Objective: preserve the natural tooth
One of the messages defended by experts is that implants should not be considered as a consumer good, but as a medical device that requires care and attention. Therefore, care is required to prevent infections and make an effort to keep them in perfect condition. The implant should never be the alternative to a natural tooth, except in the case of loss. For this reason it would be carried out mainly for functional reasons, and to a lesser extent for an aesthetic issue; however, it’s always for the absence of a tooth or when it is totally impossible to preserve the natural tooth. It’s important to continuously monitor of the patient with implants to avoid diseases such as periimplantitis.

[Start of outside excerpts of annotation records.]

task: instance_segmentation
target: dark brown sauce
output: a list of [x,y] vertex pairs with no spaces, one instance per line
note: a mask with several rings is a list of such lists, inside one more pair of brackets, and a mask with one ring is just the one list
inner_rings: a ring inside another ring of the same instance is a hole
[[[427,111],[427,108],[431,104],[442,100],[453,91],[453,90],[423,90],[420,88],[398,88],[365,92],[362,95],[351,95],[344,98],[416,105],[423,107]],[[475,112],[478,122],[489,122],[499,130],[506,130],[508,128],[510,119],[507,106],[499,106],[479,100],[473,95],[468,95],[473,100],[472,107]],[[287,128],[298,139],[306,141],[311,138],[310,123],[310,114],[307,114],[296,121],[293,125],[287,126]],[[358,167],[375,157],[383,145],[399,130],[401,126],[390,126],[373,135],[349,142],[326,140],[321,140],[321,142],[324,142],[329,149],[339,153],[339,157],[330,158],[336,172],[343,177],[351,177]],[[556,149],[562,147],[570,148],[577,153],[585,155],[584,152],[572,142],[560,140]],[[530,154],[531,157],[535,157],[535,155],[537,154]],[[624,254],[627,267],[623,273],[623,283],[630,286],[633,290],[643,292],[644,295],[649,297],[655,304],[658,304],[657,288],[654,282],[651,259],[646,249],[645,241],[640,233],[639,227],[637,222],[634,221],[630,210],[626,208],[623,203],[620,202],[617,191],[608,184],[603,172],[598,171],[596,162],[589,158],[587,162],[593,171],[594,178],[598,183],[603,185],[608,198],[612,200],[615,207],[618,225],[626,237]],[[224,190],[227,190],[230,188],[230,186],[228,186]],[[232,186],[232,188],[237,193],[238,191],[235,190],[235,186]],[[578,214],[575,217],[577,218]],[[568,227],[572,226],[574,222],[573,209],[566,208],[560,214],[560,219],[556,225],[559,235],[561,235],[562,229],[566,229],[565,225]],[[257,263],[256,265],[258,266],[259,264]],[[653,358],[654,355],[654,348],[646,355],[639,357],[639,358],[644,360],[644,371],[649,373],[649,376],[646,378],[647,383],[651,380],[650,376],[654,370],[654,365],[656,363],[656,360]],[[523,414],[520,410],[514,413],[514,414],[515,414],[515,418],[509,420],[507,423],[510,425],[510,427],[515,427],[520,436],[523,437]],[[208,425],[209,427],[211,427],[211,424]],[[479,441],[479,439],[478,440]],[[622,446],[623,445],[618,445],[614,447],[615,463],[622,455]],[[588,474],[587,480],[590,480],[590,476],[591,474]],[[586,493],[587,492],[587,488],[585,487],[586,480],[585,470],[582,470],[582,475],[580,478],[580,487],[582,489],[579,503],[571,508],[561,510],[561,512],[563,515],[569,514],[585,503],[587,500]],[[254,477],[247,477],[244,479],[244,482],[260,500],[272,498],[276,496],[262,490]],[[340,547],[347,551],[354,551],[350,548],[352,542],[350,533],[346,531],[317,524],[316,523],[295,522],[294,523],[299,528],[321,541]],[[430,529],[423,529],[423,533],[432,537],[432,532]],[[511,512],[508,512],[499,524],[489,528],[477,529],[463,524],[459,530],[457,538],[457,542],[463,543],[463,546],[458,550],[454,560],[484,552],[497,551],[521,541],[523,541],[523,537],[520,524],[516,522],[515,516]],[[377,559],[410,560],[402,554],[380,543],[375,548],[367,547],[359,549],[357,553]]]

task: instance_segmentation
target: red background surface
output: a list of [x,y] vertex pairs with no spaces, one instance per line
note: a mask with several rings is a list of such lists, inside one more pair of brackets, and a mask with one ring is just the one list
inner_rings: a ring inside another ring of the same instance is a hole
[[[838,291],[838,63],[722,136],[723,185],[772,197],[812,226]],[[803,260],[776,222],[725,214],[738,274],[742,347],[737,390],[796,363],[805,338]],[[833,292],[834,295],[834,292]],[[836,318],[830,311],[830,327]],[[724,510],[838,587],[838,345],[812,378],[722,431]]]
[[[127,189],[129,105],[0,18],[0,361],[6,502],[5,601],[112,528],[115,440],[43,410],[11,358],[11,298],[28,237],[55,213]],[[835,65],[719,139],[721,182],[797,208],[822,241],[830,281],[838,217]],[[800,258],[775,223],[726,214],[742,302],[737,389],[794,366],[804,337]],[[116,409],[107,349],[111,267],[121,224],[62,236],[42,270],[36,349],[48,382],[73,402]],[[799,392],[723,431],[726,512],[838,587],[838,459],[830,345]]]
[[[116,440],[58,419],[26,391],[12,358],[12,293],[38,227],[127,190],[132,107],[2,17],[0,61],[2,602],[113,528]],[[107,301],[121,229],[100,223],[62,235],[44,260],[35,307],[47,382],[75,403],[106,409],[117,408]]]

Prevention is paramount, apart from being simple, economical and effective.
The rule of two
As another practical advice, the experts emphasize that before carrying out a dental implant treatment, the mouth must be healthy and there should be no gum disease. Poor periodontal health prior to the placement of dental implants can reduce the effectiveness of this therapeutic resource and substantially shorten its half-life. Periodontitis is the main risk factor for developing periimplantitis. Both periodontal and peri-implant diseases can become dangerous for oral health (and even for general health), causing teeth to fall. However, to avoid its appearance it is as simple as following the one known as the “Rule of Two”:
- Usually use two brushes: one conventional and one interdental. The interdental is useful after the use of the conventional, since it covers a greater cleaning in narrow and wide spaces
- Wash the teeth twice a day, at least, aided by dental floss.
- Perform two annual visits to your consulting dentist.
Peri-implant diseases are inflammatory diseases that affect the soft and hard tissues around the osteo integrated implant. They occur as a result of the body’s response to a bacterial infection, similar to which occurs in the case of gum disease. In mucositis there is no bone involvement, unlike periimplantitis.